The proposed plan for TRH now is to take their healthcare model out for a walk. If participants in the training sessions TRH offers are successful, they will be the first batch of CPRP practitioners in Pakistan — professionals in a new field, a new career path who do not necessarily have to come from a medical background. The minimum qualifications required are a Masters degree in a human services field, and the current batch of trainees includes psychiatrist, psychologists, nurses, MBAs, marketing people, etc.

“We are breaking ground in so many different ways. Our concentration is on developing a workforce in this new field and once they are in place, not only will the Recovery & Rehabilitation model be complete and followed, it can be replicated with the best, evidence-based practices. Not by following second rate and third-rate ways, because then it becomes a disservice. So we are setting a high standard,” contends Shaheen.

And after seven years in service, TRH has begun to receive referrals, mostly from the AKU, a few from LNH and other institutions. It is an acknowledgement — validation from some among the psychiatric community that rehabilitation services such as those provided by TRH are filling a critical need.

Says Shaheen, “We cannot guarantee how far we can take a client, but we are going to do our utmost to take him/her as far as they are willing and able to go. Even if we are only able to get him beyond this door, let us get him there to begin with. We are willing and eager to work with mentally unwell people, but progress and success begs that their families are also willing to work with us. That is our goal. There are no guarantees. But can the quality of life of persons living with mental illness be improved? Yes it absolutely can.”

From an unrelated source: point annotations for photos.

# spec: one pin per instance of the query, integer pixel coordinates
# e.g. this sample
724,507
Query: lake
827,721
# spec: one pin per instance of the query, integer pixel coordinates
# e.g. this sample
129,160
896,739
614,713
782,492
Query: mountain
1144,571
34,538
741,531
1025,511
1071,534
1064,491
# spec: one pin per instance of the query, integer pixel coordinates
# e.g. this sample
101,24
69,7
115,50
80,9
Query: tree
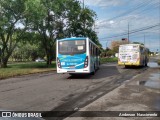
12,14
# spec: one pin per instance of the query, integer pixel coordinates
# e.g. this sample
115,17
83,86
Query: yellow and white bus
133,55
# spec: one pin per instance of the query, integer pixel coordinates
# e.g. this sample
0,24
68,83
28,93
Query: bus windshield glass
70,47
129,49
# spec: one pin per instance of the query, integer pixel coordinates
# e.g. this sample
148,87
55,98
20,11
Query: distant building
125,39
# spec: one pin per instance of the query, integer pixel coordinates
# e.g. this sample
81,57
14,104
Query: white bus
133,55
77,55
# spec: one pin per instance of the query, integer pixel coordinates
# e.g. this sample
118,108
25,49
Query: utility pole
159,31
83,4
128,32
144,39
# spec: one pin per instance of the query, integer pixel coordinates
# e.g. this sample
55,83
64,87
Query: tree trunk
3,63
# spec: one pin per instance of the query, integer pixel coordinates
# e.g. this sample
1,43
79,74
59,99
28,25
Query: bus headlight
58,63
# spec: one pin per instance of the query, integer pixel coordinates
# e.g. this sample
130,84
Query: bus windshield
70,47
129,49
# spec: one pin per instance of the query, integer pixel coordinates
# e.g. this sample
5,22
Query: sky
116,17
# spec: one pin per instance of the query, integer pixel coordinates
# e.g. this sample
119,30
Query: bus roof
73,38
131,45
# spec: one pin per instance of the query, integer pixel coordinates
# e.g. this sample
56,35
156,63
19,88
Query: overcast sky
115,15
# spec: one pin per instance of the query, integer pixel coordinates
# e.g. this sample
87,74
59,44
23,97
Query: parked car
39,60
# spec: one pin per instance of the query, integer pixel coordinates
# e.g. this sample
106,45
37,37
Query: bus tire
145,64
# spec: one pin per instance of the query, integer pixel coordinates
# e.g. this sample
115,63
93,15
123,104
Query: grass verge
105,60
25,68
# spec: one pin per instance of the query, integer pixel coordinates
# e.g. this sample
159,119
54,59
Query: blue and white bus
77,55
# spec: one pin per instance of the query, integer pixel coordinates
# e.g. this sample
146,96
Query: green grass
105,60
25,68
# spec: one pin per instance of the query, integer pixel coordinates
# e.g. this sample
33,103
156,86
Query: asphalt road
61,92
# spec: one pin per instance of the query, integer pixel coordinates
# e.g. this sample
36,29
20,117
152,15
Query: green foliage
12,13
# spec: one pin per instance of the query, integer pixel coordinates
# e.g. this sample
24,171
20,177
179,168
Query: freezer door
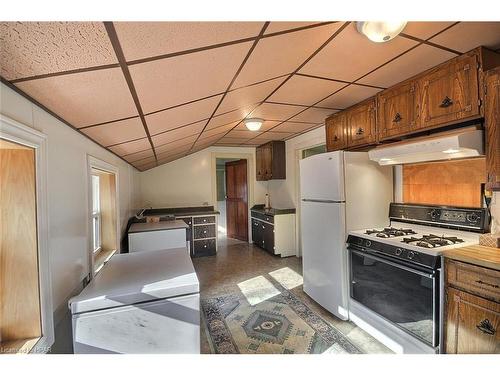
324,257
164,326
322,177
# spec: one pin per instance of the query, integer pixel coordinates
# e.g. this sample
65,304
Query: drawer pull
397,118
485,283
446,102
486,327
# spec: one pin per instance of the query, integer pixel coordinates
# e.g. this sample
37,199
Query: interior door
237,200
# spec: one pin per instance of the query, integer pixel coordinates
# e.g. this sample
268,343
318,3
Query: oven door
405,295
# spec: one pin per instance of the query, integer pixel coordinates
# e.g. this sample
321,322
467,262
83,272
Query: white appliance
145,302
168,234
451,146
340,191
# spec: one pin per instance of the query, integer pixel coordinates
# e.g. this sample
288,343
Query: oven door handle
397,265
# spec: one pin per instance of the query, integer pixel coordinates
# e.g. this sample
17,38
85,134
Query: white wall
67,191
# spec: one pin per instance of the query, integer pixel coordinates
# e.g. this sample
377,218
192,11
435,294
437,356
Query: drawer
478,280
264,217
204,247
204,231
204,220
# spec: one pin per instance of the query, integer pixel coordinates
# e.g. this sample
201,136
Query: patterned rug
282,324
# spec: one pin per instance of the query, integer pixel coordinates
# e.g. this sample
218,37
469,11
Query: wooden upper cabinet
271,161
336,134
449,93
361,126
492,125
396,113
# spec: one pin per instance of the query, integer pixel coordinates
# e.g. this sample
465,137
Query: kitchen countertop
272,211
476,254
162,225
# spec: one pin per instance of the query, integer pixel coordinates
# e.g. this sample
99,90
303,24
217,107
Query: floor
237,261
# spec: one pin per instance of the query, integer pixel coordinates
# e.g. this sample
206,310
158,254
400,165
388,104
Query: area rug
282,324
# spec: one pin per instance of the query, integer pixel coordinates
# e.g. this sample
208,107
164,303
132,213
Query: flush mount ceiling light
253,124
378,31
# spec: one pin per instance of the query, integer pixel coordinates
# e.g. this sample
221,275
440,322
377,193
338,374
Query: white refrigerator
339,191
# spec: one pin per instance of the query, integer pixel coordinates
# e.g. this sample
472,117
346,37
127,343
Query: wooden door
492,124
336,137
449,93
237,200
396,111
361,124
472,324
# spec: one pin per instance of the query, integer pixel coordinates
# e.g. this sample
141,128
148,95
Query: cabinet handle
486,327
446,102
485,283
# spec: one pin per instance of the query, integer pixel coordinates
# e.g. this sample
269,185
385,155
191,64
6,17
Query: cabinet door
472,324
396,111
492,124
336,137
449,93
361,124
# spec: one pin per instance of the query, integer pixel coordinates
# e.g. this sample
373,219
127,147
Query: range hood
452,146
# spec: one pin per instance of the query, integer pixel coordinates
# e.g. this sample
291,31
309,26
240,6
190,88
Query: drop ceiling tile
139,155
146,39
33,48
116,132
131,147
425,30
174,145
294,127
183,115
416,61
468,35
177,134
249,96
305,90
349,96
168,82
268,111
265,126
277,26
84,98
351,55
283,54
314,115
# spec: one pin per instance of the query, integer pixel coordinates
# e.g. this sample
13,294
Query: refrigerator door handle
321,201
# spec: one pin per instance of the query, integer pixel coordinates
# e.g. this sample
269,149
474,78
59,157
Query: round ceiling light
380,32
253,124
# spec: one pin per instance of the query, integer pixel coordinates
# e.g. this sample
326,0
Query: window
313,151
96,214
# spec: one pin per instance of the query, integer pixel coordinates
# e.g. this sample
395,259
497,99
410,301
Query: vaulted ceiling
153,92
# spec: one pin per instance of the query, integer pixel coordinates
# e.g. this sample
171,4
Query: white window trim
95,163
14,131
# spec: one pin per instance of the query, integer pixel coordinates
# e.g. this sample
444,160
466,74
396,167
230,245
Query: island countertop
162,225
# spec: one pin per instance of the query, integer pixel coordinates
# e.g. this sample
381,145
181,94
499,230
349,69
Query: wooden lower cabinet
492,125
472,324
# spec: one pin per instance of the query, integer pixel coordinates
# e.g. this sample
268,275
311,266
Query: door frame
250,158
95,163
17,132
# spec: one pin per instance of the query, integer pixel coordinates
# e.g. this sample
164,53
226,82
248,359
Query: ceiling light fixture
253,124
378,31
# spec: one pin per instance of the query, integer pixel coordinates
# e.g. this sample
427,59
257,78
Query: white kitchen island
144,302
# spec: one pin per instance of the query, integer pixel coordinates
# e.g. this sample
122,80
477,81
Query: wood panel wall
453,183
19,278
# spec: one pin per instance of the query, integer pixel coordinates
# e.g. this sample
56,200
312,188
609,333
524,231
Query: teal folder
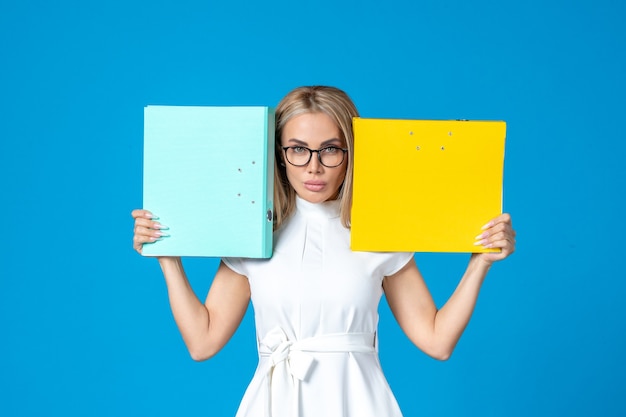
208,176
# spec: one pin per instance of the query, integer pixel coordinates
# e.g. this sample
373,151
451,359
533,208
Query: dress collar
328,209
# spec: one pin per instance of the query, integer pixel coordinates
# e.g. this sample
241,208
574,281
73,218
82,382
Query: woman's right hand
147,229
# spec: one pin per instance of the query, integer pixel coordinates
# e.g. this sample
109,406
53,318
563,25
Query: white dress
316,313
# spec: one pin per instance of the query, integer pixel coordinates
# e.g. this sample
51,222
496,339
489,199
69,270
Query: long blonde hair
336,104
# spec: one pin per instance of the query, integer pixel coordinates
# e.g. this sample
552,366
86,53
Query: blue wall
85,328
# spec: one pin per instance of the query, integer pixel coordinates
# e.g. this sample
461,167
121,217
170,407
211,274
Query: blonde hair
336,104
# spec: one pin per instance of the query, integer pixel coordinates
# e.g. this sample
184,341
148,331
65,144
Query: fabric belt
290,362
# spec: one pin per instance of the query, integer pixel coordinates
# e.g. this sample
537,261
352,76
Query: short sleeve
396,262
236,264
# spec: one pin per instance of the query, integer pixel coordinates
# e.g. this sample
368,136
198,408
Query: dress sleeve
395,262
236,264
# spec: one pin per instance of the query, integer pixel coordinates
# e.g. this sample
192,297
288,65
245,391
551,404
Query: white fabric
315,304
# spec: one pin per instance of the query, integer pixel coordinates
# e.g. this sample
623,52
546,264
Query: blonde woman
315,300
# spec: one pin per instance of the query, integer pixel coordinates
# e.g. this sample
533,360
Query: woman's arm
205,327
434,331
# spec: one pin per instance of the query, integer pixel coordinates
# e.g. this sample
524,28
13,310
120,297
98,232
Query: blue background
85,327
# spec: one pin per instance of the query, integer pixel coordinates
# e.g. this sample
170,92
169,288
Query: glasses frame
319,155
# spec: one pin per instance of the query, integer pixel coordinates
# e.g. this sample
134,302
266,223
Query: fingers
498,234
147,229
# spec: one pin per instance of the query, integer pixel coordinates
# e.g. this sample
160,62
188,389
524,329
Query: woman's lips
314,185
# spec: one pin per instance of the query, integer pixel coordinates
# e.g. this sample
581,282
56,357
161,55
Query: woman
315,301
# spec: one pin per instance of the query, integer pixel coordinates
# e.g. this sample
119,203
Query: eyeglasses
330,156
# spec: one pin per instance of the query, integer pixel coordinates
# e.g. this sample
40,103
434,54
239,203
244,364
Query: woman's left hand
498,234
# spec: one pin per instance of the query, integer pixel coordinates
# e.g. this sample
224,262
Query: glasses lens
298,155
331,156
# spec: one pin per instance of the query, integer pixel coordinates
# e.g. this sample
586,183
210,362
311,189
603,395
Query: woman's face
314,182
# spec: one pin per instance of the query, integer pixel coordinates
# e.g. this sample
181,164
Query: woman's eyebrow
333,141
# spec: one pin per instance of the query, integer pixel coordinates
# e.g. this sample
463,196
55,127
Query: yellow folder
425,185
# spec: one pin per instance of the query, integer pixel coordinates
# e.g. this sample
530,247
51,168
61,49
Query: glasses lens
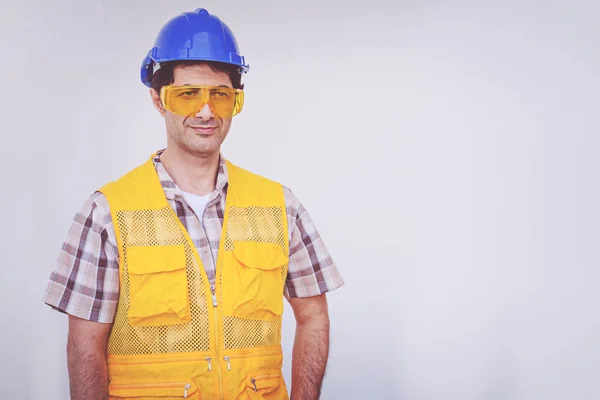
189,100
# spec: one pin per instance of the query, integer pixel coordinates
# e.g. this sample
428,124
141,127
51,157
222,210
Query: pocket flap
178,388
266,256
264,380
153,259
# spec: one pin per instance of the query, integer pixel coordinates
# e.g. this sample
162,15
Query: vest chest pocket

And if further validation of the work TRH is doing were needed, it comes in the words of Dr. Veronica Carey, “It would have been very easy in 2013 to fall prey to all the reasons why I should not go to Pakistan. Now, I cannot wait to return. I have trained and presented in Karachi for three years since 2013; three years of wonderful memories educating eager professionals to learn about psychiatric rehabilitation. The Recovery House is one of a kind! It will strengthen families and lessen stigma, as well as offer chances for persons with a psychiatric disorder to prosper in the community.”

 

The writer is working with the Newsline as Assistant Editor, she is a documentary filmmaker and activist.